If $f$ is analytic defined on $D:=\{z:|z|<1\}$ and $|f(z)|\le 1$, can $f$ always be extended continuously to $\overline D$? In other words, can all analytic functions $f:D\to\overline D$ be extended to continuous functions $\tilde f:\overline D\to\overline D$ (such that $\tilde f|_D=f$)?
Ideally, for $|z_0|=1$, we could simply define $f(z_0)=\lim_{z\to z_0}f(z)$. It seems like a reasonable assumption that this extended version of $f$ exists and is continuous, but it's not obvious to me that these limits must exist. This feels like it should be a standard result in complex analysis, but I haven't been able to find a good reference.

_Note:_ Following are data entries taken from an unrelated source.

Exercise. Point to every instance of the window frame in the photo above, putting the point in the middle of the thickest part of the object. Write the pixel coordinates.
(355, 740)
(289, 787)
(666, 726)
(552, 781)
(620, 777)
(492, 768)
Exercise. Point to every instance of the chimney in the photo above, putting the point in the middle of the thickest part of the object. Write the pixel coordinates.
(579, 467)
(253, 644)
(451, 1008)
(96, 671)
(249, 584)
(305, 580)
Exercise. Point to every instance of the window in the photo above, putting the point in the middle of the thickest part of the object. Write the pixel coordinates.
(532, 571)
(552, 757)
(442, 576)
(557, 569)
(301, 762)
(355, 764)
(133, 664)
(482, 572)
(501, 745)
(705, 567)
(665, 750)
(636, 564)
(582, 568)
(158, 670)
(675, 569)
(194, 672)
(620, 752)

(Unfortunately, the hope that $f$ can be extended to an analytic function is dashed by the example of $\sqrt{z-1}$.)
The answer is no. Consider $f(z) = e^{(z+1)/(z-1)}$. The map $z\mapsto \frac{z+1}{z-1}$ takes the unit circle to the imaginary axis and the interior of the unit circle to the left half-plane; therefore $f(z)$ is indeed a map from $D$ to itself. However, $f(x)$ tends to $0$ as $x$ tends to $1$ from below, but $|f(e^{i\theta})|=1$ and thus $f(z)$ cannot tend to $0$ as $\theta\to0$.